Oímos decir “la España vacía”, “la España vaciada”, cuando nos referimos a territorios con poca población. Válidas las dos para aludir a zonas con muy escaso asentamiento humano. Hay un vacío, relativo a un pueblo con poca o ninguna gente; y una España vacía, si hablamos de esa parte de la nación con pocos habitantes.
Todo el mundo huye a la ciudad, con más oportunidades de trabajo. En la España vaciada se quedan los mayores; los jóvenes buscan en la ciudad un futuro mejor, pero nada que ver con la vida tranquila del pueblo. Hay una España cada día más despoblada. Su población joven prefiere otros lugares. El campo no tendrá relevo poblacional. Nadie lo desea, aunque de él vivimos los urbanitas. Al vacío poblacional se une la exclusión financiera o sanitaria y de otros servicios que tiene la ciudad, pero no los pueblos.
Los pueblos vacíos, despoblados, se rebelan contra la situación. Vienen a la capital para mostrarnos un encuentro de oportunidades, las posibilidades de empleo y calidad de vida, basados en el bienestar y la sostenibilidad social, económica y medioambiental. Hace posible cada año este encuentro el ayuntamiento de ayuntamientos. Vela por todos los pueblos, nos los acerca, como muchos jóvenes titulados prefieren la vida del pueblo a la de la ciudad, asfixiante, más cara, con menos calidad ambiental y de vida. ¡Qué fuere de los pueblos sin las diputaciones!
Los pueblos se acercan a la ciudad para mostrar sus oportunidades: tradiciones, medio ambiente, salud, bienestar, modernidad, competitividad, infraestructuras, adaptación a los cambios… Y nos enseñan su artesanía, sus empresas, sus productos, sus tradiciones, su folclore… Por eso no están solos. Hay una institución cercana que vela por su supervivencia, que les ayuda a mejorar su ganadería, sus abastecimientos, los caminos rurales; presente en sus fiestas y tradiciones; que les lleva teatro y música en verano.

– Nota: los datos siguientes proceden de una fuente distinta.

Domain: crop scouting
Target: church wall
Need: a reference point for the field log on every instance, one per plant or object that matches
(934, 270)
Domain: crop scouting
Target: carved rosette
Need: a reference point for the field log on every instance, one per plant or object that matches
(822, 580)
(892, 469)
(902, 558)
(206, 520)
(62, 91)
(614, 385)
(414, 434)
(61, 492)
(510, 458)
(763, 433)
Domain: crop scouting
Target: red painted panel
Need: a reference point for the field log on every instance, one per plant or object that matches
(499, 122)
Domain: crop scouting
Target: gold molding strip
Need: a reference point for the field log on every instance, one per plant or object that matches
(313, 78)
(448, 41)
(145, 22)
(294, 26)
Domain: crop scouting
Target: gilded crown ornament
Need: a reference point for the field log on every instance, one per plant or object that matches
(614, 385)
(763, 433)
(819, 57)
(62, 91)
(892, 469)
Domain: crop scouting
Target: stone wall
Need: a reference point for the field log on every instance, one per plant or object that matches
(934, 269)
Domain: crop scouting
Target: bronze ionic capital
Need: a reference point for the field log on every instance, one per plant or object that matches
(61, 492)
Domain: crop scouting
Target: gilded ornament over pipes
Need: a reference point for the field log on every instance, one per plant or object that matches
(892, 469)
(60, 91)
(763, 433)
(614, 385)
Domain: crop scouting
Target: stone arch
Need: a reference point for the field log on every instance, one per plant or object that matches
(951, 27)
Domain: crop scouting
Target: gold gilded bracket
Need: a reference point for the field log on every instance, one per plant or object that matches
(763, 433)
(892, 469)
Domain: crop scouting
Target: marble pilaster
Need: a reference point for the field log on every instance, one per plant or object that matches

Extremadura es toda pueblo. No podemos ni debemos abandonarlos, ni ir a ellos solo de fiesta. La ruralidad es la seña de identidad de esta comunidad adehesada, con grandes superficies de encinas y alcornoques, pero también parcelada, con huertos de supervivencia, con más calidad de vida, con industrias incipientes, donde acuden quienes desean una vida más tranquila, alejada del tráfago de las ciudades.
Las estadísticas nos dicen que el campo no tiene relevo generacional; la población de las ciudades, tampoco. Cómo podremos vivir sin el campo, sin los pueblos vaciados, con ciudades sin nueva savia humana que recoja la antorcha de sus mayores. Se quedan solos muchos pueblos, vaciados, despoblados. Van muriendo los mayores; no nacen niños porque no hay jóvenes y la vida es cada día más dura. Tampoco hubiere relevo generacional.
Se han formado los hijos en la ciudad, pero vuelven al pueblo con sus padres. De ellos aprenden a labrar las huertas, a recoger los frutos cuando estén maduros; a cuidarlos cuando enfermen, a seguir su estela para mantener viva la llama de los pueblos; como las diputaciones, sin cuyo concurso no podrían subsistir.